Since almost the beginning of Weight Watchers, one thing has remained constant: The pretty-much-eat-as-much-as-you-want Garden Vegetable Soup. Through various points regimens and before that exchanges, even back to the days of fish five times a week and liver once, a bowl of veggies in broth has been prescribed to quell hunger, both mental and physical.

That's a powerful endorsement for soup as a weapon in the fight against fat. The key to Weight Watchers go-to soup is that it contains low-calorie and non-starchy vegetables including onion, green beans and cabbage, and no dairy (cheese, cream or milk) or protein. It's a hot bowl of tide-you-over at about 85 calories a serving. There's not much out there for that calorie count that can do as much to keep you away from cupcakes and Cheetos.

There have been other diets that lean heavily on soup, perhaps none more than the weeklong Cabbage Soup Diet, which promises that adherents will drop 10 pounds in a week. There are amazing soup diets, chicken soup diets and even a fat-burning soup diet. Sadly, there is no one is touting a New England clam chowder or lobster bisque diet. Darn.

Soup is comforting, no doubt, and as the calendar flips from one year to the next, it can be a good source of protein and fiber when all else has failed. Make that lean poultry or beans and you'll keep the fat and calorie count down. If you used prepared broths, look for low-sodium versions. You can make your own salt-free if you'd like.

While I've eaten the Weight Watchers miracle soup over the years, I am of a mind to add more bulk and really make soup a meal. Part of the reason that soup helps dieters stick to their plans is that it's hot. The heat forces us to eat slower, which contributes to satisfaction.

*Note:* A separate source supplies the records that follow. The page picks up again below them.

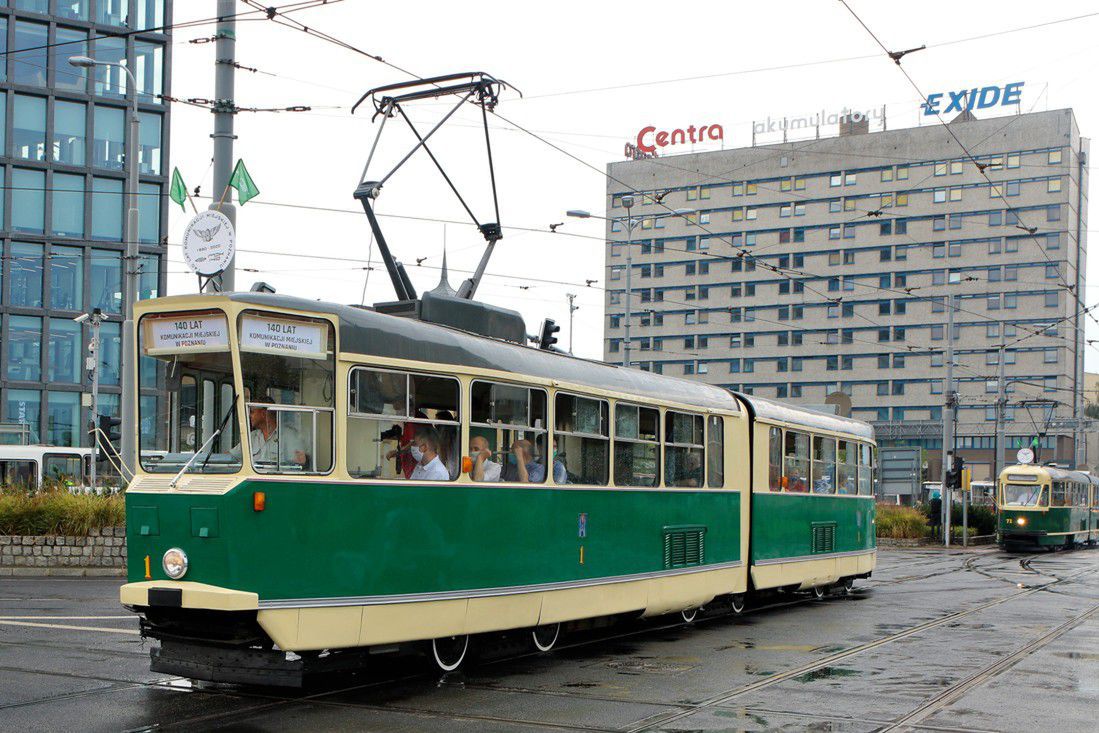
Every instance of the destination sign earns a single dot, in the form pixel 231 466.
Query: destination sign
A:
pixel 182 333
pixel 306 339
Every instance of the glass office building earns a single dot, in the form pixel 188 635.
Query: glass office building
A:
pixel 63 167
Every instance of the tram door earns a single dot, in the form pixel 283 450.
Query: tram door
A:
pixel 204 399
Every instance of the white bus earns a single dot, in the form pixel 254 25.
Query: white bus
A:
pixel 28 466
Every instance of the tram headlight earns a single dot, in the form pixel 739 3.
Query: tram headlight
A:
pixel 175 563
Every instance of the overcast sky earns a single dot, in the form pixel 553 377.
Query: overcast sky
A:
pixel 592 75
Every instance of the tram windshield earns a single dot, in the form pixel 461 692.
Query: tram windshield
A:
pixel 1023 495
pixel 288 365
pixel 197 426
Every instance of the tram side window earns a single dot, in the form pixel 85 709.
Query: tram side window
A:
pixel 1057 498
pixel 823 465
pixel 402 425
pixel 636 445
pixel 64 469
pixel 508 434
pixel 796 462
pixel 288 364
pixel 715 453
pixel 684 448
pixel 20 475
pixel 581 437
pixel 775 458
pixel 865 470
pixel 846 471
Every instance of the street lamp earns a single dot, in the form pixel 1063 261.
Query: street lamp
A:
pixel 630 223
pixel 129 412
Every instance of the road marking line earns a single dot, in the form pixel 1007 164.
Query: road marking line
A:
pixel 66 618
pixel 68 626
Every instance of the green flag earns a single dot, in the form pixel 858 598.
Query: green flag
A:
pixel 178 190
pixel 242 181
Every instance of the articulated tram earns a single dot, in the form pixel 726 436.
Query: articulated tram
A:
pixel 1046 508
pixel 331 478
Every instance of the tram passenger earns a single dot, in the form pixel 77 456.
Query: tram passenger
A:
pixel 485 468
pixel 424 451
pixel 269 443
pixel 521 466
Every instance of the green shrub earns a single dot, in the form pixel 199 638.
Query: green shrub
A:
pixel 897 522
pixel 58 512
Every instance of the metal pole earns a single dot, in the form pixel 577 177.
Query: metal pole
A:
pixel 223 115
pixel 572 309
pixel 947 420
pixel 1001 400
pixel 628 202
pixel 93 367
pixel 129 411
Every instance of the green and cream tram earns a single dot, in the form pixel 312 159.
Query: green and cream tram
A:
pixel 329 477
pixel 1043 507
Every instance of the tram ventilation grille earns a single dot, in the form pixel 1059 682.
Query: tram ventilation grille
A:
pixel 684 546
pixel 823 537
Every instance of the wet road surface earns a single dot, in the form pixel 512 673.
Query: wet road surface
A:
pixel 959 641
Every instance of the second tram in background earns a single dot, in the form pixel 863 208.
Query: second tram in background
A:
pixel 1046 508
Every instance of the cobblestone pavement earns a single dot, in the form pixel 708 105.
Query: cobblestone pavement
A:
pixel 959 641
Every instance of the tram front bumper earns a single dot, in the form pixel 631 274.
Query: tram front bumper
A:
pixel 186 595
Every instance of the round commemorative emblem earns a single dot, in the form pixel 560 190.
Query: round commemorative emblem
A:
pixel 209 243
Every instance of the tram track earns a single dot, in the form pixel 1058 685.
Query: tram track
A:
pixel 728 696
pixel 956 691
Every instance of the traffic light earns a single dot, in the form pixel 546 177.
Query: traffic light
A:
pixel 546 337
pixel 110 426
pixel 954 475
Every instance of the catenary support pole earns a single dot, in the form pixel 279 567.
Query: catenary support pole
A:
pixel 224 112
pixel 131 274
pixel 628 202
pixel 947 420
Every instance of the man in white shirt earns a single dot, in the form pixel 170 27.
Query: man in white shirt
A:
pixel 424 451
pixel 485 468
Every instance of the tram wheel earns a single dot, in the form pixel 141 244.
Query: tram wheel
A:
pixel 450 652
pixel 545 637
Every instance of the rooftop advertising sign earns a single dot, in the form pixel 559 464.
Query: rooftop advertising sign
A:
pixel 978 98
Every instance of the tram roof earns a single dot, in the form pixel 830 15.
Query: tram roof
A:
pixel 765 409
pixel 366 331
pixel 1054 473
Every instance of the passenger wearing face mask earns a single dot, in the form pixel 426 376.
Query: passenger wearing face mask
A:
pixel 485 468
pixel 424 451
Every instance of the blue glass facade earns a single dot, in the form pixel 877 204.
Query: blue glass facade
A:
pixel 63 167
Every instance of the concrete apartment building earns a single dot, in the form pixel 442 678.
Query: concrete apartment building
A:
pixel 823 267
pixel 63 168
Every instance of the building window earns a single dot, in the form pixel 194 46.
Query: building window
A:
pixel 106 280
pixel 69 43
pixel 69 133
pixel 24 348
pixel 107 209
pixel 28 200
pixel 31 54
pixel 66 278
pixel 67 206
pixel 29 128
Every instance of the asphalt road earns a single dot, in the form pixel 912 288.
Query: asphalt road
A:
pixel 962 641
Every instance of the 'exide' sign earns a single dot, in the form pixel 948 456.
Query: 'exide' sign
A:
pixel 973 99
pixel 650 137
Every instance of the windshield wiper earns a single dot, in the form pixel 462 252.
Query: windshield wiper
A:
pixel 221 426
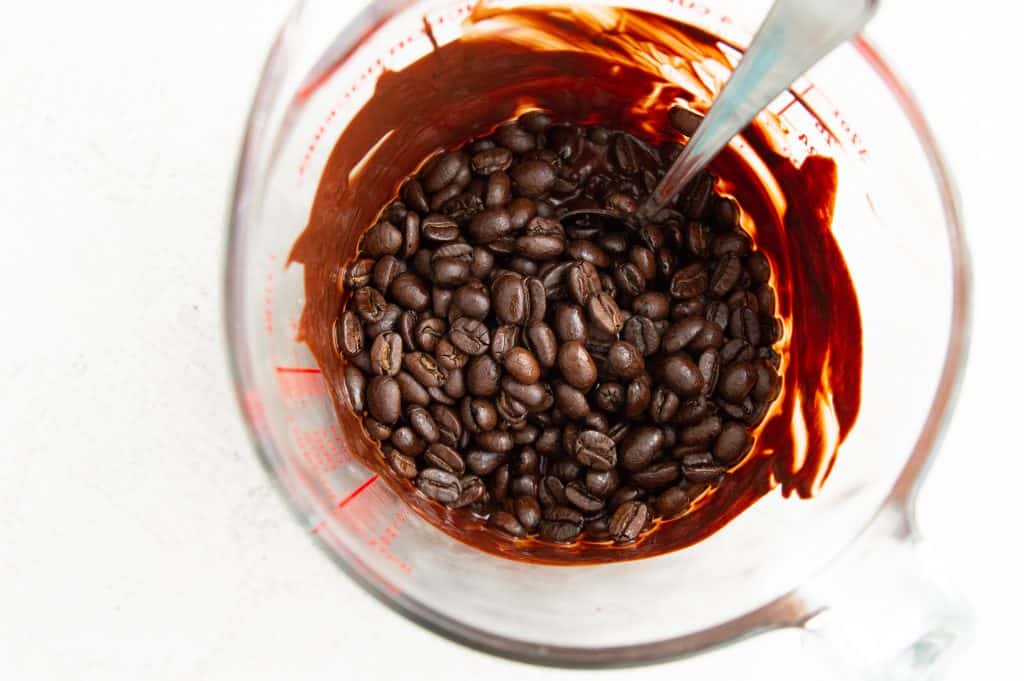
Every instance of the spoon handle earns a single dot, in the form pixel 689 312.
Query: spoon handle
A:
pixel 794 37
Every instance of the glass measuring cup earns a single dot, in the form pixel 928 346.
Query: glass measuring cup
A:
pixel 781 563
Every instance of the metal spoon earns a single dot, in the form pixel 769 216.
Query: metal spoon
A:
pixel 795 36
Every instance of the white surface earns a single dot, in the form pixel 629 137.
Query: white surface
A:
pixel 138 537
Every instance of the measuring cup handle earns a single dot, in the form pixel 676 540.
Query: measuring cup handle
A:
pixel 883 611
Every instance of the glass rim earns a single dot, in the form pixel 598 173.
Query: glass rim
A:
pixel 786 609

I found three recipes for this week's story that have some heft to them but still weigh in at less than 250 calories for a serving. They aren't eat-all-you-want-all-day soups, but they are certainly good candidates for lunch or dinner.

Onion Soup With Cannellini Beans

Lovers of French onion soup might find this a worthy substitute. Without the thick plank of melted Swiss cheese and the buttery-garlic toast on top, the calorie and fat count comes way down. (I know, the flavor is compromised, too.)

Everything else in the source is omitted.